My naive thinking at that time were to reference to the key with highest frequency in Hashmap#2, take that one out for the output_array. But this couldn’t be correct and guarantee the output to be enough (k can be greater than size of number inside the array of highest frequency). So my next in-head solution would be to keep track of two number: max_value and min_value, which represent the number with highest frequency and lowest frequency already stayed inside the output_array, if the next iteration in Hashmap#2 has higher frequency, then popout the min_value and so on for the lowest frequency. However, this approach leads to a big issue: How to find the next lowest frequency? Is this still somehow related to sorting? If inside the loop I still need to find the next lowest_frequency and highest_frequency, this would make the BigO to be O(n^2), which is unacceptable

Then, based on previous solving experience with Leetcode, I am now more familiar to the concept of Scenario Abusing (aka. Abusing the given constrants). Look at the constrant again and you will immediately regconite that they are made to be abused! To be cheated at! How easy, memory saving to make an array of 10,000 index? So cheap!
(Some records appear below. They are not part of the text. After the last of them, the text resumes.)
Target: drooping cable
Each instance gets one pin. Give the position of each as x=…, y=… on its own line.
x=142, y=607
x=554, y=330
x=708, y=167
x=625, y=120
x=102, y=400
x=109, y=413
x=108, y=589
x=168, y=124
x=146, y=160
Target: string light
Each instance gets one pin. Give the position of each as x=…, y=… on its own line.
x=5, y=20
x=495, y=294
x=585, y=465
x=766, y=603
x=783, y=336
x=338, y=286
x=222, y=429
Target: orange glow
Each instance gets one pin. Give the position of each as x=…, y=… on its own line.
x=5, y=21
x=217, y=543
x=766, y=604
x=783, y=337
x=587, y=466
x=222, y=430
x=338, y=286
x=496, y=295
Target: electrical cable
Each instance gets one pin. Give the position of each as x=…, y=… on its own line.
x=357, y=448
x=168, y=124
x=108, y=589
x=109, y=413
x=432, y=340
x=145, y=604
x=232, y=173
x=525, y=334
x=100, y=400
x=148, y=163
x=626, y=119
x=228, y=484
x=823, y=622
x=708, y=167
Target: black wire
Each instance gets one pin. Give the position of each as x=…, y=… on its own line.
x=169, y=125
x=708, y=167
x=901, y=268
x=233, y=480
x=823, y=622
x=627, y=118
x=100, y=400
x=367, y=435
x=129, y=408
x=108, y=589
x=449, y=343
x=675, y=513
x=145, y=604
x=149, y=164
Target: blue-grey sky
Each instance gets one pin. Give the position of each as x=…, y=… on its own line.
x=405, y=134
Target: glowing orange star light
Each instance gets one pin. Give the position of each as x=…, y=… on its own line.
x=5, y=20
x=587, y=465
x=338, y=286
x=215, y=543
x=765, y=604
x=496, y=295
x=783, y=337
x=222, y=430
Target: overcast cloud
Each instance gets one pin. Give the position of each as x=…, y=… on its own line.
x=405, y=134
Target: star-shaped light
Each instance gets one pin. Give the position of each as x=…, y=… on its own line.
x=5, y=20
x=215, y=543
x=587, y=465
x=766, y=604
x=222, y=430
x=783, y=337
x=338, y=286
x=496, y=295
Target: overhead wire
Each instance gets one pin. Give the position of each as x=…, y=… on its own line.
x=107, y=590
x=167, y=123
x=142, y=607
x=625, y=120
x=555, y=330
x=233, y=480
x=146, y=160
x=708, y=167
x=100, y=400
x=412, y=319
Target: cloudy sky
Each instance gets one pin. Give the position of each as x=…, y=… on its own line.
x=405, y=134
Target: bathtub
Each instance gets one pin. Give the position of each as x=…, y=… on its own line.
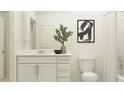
x=120, y=78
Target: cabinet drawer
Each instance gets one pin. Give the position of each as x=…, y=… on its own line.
x=63, y=67
x=63, y=59
x=36, y=59
x=63, y=79
x=62, y=74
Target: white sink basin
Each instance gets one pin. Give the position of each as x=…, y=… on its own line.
x=36, y=52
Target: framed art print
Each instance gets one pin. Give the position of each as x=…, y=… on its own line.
x=85, y=31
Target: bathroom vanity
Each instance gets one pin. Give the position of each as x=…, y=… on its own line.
x=42, y=67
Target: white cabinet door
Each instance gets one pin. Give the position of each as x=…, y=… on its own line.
x=1, y=48
x=27, y=73
x=47, y=72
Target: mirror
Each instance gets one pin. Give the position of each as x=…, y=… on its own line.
x=32, y=33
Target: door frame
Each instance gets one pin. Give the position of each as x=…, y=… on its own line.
x=12, y=66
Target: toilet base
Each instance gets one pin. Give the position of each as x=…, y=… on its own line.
x=89, y=77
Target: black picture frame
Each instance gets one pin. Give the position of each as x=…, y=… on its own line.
x=86, y=31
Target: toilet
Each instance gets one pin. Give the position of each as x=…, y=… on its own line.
x=86, y=66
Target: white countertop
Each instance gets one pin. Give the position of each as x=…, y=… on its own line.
x=34, y=53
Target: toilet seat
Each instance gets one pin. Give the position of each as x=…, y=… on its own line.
x=89, y=77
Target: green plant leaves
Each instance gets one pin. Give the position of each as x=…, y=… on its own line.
x=62, y=35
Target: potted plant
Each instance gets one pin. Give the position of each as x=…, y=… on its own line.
x=62, y=36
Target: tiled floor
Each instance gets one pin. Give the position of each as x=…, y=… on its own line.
x=4, y=80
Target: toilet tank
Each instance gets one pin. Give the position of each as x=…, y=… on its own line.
x=86, y=64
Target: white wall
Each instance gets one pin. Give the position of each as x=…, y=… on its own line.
x=77, y=49
x=120, y=33
x=18, y=21
x=6, y=16
x=22, y=28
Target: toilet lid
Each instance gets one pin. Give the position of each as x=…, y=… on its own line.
x=89, y=74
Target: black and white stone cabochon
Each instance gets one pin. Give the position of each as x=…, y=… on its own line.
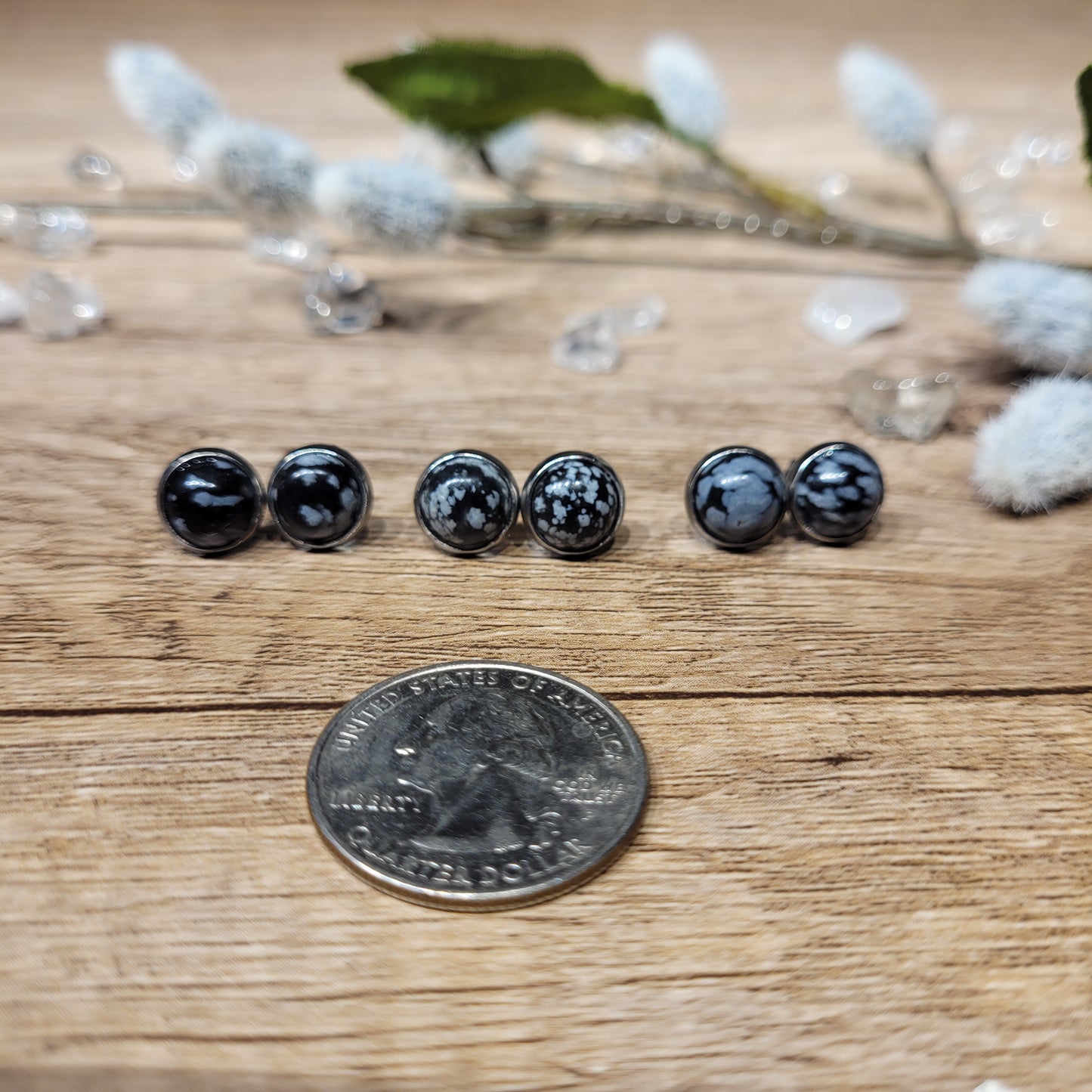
x=466, y=500
x=836, y=490
x=572, y=503
x=736, y=497
x=318, y=496
x=211, y=500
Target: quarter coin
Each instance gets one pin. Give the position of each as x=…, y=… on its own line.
x=478, y=785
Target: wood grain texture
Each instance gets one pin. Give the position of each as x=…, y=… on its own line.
x=868, y=862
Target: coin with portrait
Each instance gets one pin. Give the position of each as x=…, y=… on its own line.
x=478, y=785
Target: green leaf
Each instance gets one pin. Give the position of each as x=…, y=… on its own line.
x=1084, y=94
x=473, y=88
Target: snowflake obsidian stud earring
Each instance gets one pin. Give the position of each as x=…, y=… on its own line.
x=466, y=503
x=572, y=505
x=211, y=500
x=735, y=498
x=834, y=490
x=319, y=497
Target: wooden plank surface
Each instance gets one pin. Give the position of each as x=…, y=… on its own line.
x=868, y=862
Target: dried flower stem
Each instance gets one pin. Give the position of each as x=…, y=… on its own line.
x=959, y=236
x=531, y=224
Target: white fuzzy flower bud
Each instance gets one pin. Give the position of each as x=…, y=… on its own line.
x=888, y=101
x=264, y=173
x=686, y=88
x=1041, y=314
x=169, y=101
x=402, y=204
x=1038, y=450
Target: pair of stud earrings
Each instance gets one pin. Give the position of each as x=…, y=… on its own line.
x=466, y=501
x=211, y=500
x=738, y=497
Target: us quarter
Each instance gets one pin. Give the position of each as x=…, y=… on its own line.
x=478, y=785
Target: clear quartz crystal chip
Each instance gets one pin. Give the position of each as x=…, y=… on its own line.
x=832, y=187
x=301, y=250
x=341, y=302
x=590, y=341
x=914, y=409
x=184, y=169
x=60, y=306
x=846, y=311
x=12, y=305
x=51, y=232
x=590, y=348
x=95, y=171
x=630, y=320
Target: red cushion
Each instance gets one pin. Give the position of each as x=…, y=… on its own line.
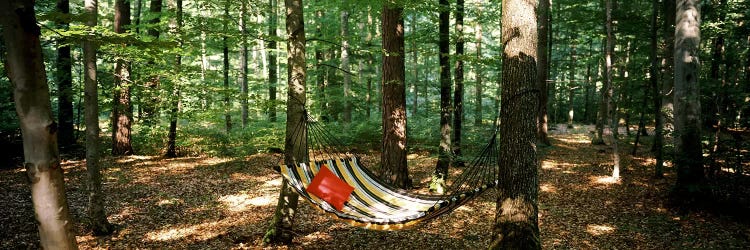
x=328, y=187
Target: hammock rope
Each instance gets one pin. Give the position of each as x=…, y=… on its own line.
x=374, y=203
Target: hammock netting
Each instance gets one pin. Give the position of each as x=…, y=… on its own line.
x=375, y=204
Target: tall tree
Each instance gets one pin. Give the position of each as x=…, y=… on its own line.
x=150, y=100
x=393, y=159
x=543, y=70
x=96, y=213
x=478, y=68
x=280, y=230
x=444, y=149
x=25, y=68
x=345, y=65
x=64, y=81
x=516, y=222
x=243, y=63
x=655, y=90
x=688, y=160
x=176, y=29
x=225, y=51
x=608, y=90
x=458, y=92
x=273, y=78
x=122, y=108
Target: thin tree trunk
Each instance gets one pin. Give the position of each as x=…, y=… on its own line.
x=25, y=68
x=688, y=161
x=393, y=159
x=608, y=91
x=444, y=149
x=415, y=65
x=516, y=223
x=655, y=90
x=175, y=98
x=478, y=68
x=345, y=66
x=97, y=215
x=122, y=111
x=571, y=85
x=458, y=94
x=225, y=49
x=64, y=81
x=244, y=106
x=150, y=97
x=280, y=230
x=543, y=71
x=273, y=78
So the solution now is to looping through an array of 10,000 index, each represent the possible frequency of all number inside. I would create one below based on previous example

0	[]	
1	[33 3 4]	
2	[1]	
3	[1]
4	[]	
5	[]
... 
9,999 []

Of course! We don’t even need to create the actual array of 10,000 index, but rather what we should do is simply iterate from number 9,999 to 0 by iterator i! Every time we loop, we append hashmap_2[i] to output_array based on the wanted k and current size of output_array itself (to avoid appending more number than required!)

Solution:

First Attempt & Benchmark
func TopKFreqElement(nums []int, k int) []int {
	length := len(nums)
	if k > length {
		return []int{}
	}

	// Creating a map of frequency of each element
	freqMap := make(map[int]int)
	for _, num := range nums {
		freqMap[num] += 1
	}

	// Creating a map of frequency of each frequency
	freqMapByCount := make(map[int][]int)
	for key, freqValue := range freqMap {
		if freqMapByCount[freqValue] == nil {
			freqMapByCount[freqValue] = []int{}
		}
		freqMapByCount[freqValue] = append(freqMapByCount[freqValue], key)
	}

	output_array := []int{}

	for i := 9999; i >= 0; i-- {

		if len(freqMapByCount[i]) == 0 {
			continue
		}
		current_length := len(output_array)
		if current_length >= k {
			break
		}
		next_length := len(freqMapByCount[i])

		if (next_length + current_length) > k {
			var amount int
			if k > current_length {
				amount = k - current_length
			} else {
				amount = current_length - k
			}
			output_array = append(output_array, freqMapByCount[i][0:amount]...)
			break
		} else {
			output_array = append(output_array, freqMapByCount[i]...)
		}
	}
	return output_array

}

But The benchmark is surprisingly disapponting!

goos: windows
goarch: amd64
pkg: leetcode-fighter-go/array_and_hasing/top-k-freq-element
cpu: 11th Gen Intel(R) Core(TM) i9-11900K @ 3.50GHz
BenchmarkTopKFreq/Custom_Solution-16						  13	  89550054 ns/op	  546803 B/op	   15555 allocs/op
BenchmarkTopKFreq/Sorting_-_Neetocode_Solution-16      	      31	  39695129 ns/op	  600144 B/op	   16271 allocs/op
BenchmarkTopKFreq/Heap_(NeetcodeSolution)-16           	      30	  39803170 ns/op	  673857 B/op	   18782 allocs/op
BenchmarkTopKFreq/BucketSort(NeetcodeSolution)-16      	      22	  45516950 ns/op	97804577 B/op	   16555 allocs/op
BenchmarkTopKFreq/Using_3rd_Party(Neetcode_Solution)-16       31	  37753023 ns/op	  673857 B/op	   18782 allocs/op
PASS
ok  	leetcode-fighter-go/array_and_hasing/top-k-freq-element	7.495s

The CustomSolution has highest number of time spent. The only good point is it’s the most memory efficient! A more detailed looks reveal some disadvantages my solution had

  1. Too many cache: Yes, I am not entirely familiar with go-lang, so I put myself into so many small, un-optimized pieces of code.
  2. I don’t need to fix the iterator from 9999, I could catch the highest frequency first and loop from that frequency to 0!
  3. The algorithm to append number inside the output_array is a bit too … much! Too many if-else here (to prevent redundant number not to be appened). The most optimal way would be: Just appending and return output_array when the size reach k!. Yes! Why I hadn’t think of that?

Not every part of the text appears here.